Taking a step back, I’ve always wondered how you guys convinced Cam Neely to play Sea Bass in Dumb and Dumber.
BF: When we were writing the character, we kept saying, “Well, he’s kind of a Cam Neely type.” We said that over and over and then we thought, Maybe we should see if Cam wants to do it. So we reached out to him through people we knew.

So was he enthusiastic and onboard and actually a good actor?
BF: He is a good actor, but it took him a while to find it. He kept thinking, Oh God, what are the guys in the NHL gonna think about this? But he got through that and said, “All right, I’m gonna look more stupid if I don’t commit to it.” And he ended up doing a great job. To this day, people call him Sea Bass.

You guys work a lot of Boston sports cameos into your movies.
PF: We’re borderline sports groupies. We also had Roger Clemens in Kingpin. For Something About Mary, our original choice was Drew Bledsoe, but he’d just had the mosh-pit incident and couldn’t do it. So we went with Brett Favre.
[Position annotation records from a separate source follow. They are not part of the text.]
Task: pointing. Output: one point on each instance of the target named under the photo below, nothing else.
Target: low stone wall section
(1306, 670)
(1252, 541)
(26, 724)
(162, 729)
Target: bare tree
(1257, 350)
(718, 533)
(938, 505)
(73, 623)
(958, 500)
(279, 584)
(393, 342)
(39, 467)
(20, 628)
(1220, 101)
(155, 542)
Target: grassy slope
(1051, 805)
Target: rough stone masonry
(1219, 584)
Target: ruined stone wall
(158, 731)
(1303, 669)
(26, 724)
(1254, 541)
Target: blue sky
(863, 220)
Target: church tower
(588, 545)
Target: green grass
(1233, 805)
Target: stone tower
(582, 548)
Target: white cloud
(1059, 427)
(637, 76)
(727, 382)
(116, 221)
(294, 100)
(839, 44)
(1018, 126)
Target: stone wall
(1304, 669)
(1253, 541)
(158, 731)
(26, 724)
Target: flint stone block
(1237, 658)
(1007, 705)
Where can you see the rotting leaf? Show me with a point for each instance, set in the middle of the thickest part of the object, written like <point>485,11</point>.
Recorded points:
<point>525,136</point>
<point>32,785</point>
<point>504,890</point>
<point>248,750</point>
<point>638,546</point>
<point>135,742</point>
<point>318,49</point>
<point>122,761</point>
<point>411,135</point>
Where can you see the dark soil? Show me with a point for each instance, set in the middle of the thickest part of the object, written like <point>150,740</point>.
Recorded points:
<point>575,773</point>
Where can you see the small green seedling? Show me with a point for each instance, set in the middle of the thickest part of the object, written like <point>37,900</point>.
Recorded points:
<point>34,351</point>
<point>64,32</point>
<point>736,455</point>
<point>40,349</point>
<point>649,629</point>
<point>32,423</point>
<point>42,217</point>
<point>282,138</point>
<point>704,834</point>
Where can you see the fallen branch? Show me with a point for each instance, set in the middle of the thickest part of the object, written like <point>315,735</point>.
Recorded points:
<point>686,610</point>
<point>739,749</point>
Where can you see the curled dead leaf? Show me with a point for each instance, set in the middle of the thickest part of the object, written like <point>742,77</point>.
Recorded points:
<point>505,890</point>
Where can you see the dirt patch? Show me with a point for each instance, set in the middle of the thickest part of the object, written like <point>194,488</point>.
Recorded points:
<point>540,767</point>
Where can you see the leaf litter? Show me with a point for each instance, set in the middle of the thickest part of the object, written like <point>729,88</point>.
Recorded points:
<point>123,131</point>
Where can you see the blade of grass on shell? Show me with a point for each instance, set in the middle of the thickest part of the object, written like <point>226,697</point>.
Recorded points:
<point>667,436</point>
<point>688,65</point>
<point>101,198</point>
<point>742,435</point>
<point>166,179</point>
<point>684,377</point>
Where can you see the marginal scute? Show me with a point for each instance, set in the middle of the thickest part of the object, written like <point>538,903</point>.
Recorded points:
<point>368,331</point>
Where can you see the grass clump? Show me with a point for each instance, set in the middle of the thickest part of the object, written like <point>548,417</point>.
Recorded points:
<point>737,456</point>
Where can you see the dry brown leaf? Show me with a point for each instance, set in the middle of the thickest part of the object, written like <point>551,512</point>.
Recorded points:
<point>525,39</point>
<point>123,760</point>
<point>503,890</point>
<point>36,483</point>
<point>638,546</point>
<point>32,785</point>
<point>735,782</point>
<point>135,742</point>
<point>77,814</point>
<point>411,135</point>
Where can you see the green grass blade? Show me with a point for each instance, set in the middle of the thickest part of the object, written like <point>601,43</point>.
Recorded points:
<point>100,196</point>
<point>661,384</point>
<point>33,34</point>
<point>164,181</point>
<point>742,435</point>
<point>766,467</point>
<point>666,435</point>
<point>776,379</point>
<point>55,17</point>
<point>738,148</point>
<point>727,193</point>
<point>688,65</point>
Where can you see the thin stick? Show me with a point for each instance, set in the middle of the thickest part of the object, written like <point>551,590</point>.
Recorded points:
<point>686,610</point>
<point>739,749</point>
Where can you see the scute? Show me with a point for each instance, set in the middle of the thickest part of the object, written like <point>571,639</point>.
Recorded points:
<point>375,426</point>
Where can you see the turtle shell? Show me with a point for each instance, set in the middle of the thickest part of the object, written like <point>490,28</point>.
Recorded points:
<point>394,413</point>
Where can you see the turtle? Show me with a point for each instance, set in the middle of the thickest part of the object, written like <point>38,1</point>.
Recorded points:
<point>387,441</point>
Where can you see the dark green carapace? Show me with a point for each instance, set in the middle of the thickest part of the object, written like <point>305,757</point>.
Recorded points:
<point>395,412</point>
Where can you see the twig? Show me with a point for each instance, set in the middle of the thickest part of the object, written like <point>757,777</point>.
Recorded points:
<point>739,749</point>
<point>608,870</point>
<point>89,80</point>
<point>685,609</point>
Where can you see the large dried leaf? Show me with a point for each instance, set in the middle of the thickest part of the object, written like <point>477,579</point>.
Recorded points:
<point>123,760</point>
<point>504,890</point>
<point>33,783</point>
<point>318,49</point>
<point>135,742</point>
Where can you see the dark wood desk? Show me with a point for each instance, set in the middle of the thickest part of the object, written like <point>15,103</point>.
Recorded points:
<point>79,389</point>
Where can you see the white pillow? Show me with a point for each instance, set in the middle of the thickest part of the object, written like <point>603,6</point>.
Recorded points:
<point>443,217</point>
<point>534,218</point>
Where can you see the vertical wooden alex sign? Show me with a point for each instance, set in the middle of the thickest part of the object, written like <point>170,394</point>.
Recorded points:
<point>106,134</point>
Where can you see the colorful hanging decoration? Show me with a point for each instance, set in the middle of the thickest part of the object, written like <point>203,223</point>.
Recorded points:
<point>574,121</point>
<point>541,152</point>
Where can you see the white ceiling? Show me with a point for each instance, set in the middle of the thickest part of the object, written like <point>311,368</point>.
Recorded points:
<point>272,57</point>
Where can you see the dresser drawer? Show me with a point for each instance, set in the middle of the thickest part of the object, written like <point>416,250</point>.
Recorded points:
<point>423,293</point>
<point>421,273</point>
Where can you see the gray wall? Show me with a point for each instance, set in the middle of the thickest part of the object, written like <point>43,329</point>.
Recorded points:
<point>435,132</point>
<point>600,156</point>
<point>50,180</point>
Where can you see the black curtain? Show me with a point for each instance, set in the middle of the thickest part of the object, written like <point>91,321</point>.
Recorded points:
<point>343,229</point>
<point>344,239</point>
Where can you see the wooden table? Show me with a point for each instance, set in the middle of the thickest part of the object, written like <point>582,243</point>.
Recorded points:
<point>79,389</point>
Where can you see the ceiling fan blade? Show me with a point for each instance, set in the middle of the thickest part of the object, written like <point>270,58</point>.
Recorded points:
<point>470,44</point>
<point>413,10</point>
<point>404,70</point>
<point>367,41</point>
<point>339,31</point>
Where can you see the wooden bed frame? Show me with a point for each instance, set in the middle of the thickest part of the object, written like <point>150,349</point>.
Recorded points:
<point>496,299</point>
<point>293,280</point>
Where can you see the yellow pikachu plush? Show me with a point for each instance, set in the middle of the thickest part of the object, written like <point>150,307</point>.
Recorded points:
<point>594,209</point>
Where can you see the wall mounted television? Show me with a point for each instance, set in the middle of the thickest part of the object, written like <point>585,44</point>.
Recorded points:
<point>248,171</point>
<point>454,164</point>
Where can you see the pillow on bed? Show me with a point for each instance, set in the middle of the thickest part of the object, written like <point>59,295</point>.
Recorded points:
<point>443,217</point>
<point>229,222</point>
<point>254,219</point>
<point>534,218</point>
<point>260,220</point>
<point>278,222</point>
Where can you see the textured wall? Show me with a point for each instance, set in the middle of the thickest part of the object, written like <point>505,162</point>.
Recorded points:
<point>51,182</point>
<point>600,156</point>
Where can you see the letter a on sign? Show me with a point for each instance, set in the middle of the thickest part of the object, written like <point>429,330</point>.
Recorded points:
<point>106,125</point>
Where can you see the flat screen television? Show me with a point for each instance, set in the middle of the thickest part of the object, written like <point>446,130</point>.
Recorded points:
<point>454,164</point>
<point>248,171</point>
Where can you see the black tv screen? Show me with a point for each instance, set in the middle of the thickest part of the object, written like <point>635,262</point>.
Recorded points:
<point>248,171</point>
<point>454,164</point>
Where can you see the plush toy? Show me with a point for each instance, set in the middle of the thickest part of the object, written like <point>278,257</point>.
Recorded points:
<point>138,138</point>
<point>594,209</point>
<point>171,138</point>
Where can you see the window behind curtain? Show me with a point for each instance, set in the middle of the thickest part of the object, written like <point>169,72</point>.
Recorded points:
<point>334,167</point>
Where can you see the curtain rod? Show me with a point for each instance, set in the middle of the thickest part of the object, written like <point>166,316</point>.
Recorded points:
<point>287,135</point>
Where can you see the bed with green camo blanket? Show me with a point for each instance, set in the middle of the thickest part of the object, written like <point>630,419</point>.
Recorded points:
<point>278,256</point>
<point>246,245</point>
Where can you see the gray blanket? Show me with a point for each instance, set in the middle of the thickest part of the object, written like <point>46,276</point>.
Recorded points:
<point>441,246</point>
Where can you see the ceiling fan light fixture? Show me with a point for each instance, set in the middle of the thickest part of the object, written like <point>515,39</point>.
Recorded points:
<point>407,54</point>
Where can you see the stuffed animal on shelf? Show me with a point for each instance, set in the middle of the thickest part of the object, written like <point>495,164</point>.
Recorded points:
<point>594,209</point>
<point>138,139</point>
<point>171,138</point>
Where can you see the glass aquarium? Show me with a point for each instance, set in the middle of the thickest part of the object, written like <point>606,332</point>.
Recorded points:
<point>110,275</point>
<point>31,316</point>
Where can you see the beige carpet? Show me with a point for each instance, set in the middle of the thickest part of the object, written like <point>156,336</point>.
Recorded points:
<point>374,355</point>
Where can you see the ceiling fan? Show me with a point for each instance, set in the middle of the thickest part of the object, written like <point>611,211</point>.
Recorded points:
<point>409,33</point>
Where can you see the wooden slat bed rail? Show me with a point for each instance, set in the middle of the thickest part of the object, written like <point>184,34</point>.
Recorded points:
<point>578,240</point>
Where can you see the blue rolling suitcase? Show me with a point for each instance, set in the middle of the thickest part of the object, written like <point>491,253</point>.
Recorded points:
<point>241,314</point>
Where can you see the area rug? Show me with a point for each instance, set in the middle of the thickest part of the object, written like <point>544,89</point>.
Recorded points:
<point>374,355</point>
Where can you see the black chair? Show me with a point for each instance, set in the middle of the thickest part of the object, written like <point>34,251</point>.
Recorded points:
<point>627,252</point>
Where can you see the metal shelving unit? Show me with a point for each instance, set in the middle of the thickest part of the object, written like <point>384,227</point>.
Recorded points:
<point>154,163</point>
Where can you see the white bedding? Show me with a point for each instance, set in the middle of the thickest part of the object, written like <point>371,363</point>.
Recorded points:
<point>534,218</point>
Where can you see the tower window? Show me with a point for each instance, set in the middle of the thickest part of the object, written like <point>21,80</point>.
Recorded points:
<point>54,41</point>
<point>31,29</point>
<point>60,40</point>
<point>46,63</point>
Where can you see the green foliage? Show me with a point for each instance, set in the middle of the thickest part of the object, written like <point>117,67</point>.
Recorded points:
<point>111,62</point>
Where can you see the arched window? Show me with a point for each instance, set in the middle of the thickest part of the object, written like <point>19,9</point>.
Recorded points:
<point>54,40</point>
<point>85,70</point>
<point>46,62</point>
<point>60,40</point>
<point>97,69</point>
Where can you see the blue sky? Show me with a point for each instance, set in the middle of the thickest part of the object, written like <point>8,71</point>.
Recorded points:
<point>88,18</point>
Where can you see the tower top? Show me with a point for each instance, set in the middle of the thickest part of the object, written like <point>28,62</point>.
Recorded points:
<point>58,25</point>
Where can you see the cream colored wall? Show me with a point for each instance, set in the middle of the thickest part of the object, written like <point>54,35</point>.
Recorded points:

If you did Fever Pitch again, would you still have Jimmy Fallon and Drew Barrymore run onto the field right after the World Series?
PF: Absolutely. It was our cameras on the field filming them for the movie’s ending. We didn’t tell the Fox cameras upstairs to grab them. I don’t know why they did that. I think it confused the moment for a lot of people, and made ’em like, “What the hell?” The whole time we were making this movie, we were extremely sensitive about the drive to the World Series. We never intended to thrust ourselves into the middle of it.